Mr. Parello Sensei

Closing the Teach For America Blogging Gap
Jan 07 2013

The Primacy of Classroom Management

In August of last year I returned to California from Japan after completing two years on the JET Program.  The transition was anything but easy.  First, I returned to the same moribund economy that had caused me to take my job in Japan in the first place.  As September approached and I had already sent out dozens new applications every day to schools across Southern California, I began to seriously consider the possibility that I would not be able to find another job in teaching.  But, I got lucky.  Although I failed to be hired as a lead teacher, I did get a job as a long term substitute for a 6th grade class at a local San Diego charter school- an assignment that took me right up to winter break.

I was initially attracted to the charter school where I ended up because it appeared to me during the interview to be a charter school that predated the charter “movement.”  Although highly focused on student achievement, the philosophy seemed more Maria Montessori than Michelle Rhee, and the principal had publicly spoken out against the test prep culture that had taken over the nations’ schools.  I was not only happy to have work, but excited about the school itself.  I was certain that it would be vastly different from my first-year placement with TFA, and indeed it was.  At my first school, an atmosphere of mistrust and depression pervaded the student body; at this school the students seemed genuinely happy to come to school, cohesion among the staff was strong,  and an atmosphere of trust was evident between the teachers and students.  Rather than feeling fearful, I could feel happy about coming to work each morning.

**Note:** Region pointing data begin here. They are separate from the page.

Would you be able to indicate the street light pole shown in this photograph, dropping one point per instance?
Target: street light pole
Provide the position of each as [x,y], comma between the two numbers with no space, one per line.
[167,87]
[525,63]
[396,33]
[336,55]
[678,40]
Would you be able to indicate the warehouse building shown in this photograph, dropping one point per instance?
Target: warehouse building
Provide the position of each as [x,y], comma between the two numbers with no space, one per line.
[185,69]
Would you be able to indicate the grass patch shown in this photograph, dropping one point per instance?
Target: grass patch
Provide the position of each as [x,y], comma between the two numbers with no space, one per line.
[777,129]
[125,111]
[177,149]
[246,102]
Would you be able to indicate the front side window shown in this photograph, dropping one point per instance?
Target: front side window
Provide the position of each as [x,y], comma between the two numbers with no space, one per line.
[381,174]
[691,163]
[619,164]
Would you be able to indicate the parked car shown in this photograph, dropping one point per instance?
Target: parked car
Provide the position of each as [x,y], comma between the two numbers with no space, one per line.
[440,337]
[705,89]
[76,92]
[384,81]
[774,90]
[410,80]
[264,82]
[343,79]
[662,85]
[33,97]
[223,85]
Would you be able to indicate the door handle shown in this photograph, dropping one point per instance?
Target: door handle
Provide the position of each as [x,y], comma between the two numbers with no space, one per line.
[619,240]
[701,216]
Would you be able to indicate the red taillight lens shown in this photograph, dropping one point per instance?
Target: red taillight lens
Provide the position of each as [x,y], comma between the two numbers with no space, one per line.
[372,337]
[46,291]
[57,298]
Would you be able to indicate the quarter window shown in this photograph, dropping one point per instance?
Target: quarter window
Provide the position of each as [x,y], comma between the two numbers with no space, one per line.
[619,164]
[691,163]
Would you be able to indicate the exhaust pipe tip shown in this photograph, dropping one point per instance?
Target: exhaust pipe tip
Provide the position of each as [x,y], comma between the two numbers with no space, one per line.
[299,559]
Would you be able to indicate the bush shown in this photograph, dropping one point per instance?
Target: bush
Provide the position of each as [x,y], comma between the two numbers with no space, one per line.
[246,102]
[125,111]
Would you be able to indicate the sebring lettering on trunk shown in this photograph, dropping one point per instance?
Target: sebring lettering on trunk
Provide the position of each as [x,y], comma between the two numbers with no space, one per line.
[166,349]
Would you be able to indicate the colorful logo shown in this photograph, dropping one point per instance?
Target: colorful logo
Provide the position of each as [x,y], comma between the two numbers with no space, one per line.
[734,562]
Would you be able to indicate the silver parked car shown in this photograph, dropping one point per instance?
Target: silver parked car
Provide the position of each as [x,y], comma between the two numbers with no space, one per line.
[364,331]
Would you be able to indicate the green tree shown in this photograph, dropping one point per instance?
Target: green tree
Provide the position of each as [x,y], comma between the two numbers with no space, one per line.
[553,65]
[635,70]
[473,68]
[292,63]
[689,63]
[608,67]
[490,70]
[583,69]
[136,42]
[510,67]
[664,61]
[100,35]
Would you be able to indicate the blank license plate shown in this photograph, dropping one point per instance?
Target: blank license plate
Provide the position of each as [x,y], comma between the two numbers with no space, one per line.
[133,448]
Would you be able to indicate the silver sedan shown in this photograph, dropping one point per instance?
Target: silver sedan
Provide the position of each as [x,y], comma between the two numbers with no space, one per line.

Nevertheless, the job was challenging.  I was quickly reminded again how critical classroom management would be to my success in the classroom, and if there’s one thing that I took away from the experience above all others, it’s that a teacher can gradually improve at many things as the year progresses, but not classroom management.  It needs to be strong from the moment a teacher takes charge of a class, as it can be nearly impossible for a teacher to regain control and respect once they have lost it.  I was relieved that my classroom management skills had improved significantly since my TFA days, and I was able to teach successfully to most of the students.  However, I let just enough things slide in my first few weeks that the most disruptive students took it as a green light to talk and carry out minor mischief.  I found myself relying on issuing consequences to them far more than I would have liked, which inevitably slowed the pace of the class.  Although I was far more successful during the twelve weeks than I was during my first twelve weeks in TFA, this remained an irritant.

I’ve devoted massive attention to improving my classroom management skills since I was a 2007 corps member, and I still find it challenging.  I can’t be the only one.  All of this makes me wonder, yet again, why TFA doesn’t take classroom management training more seriously.  When I tried to make a simple and helpful post on the TFA facebook page of my university in June warning incoming corps members about how critical classroom management would be, the administrator’s first reaction was to remove it.   (Luckily, I was later allowed to re-post it). In my own institute in 2007, management was often discussed in broad terms such as “holding students to high behavioral expectations,” without a whole lot of specifics.  Nearly every corps member that I knew struggled with classroom management during their first year to the detriment of student learning.  Even after multiple experiences teaching students, classroom management still can be hard for me.  It’s even harder for first year corps members.  If I were working at institute, I would impress upon incoming corps members that nothing else that they attempt to do will work without strong management.  If they don’t focus on it and understand key principles before they step into the classroom for the first time, they can expect a year full of wasted effort and disappointment.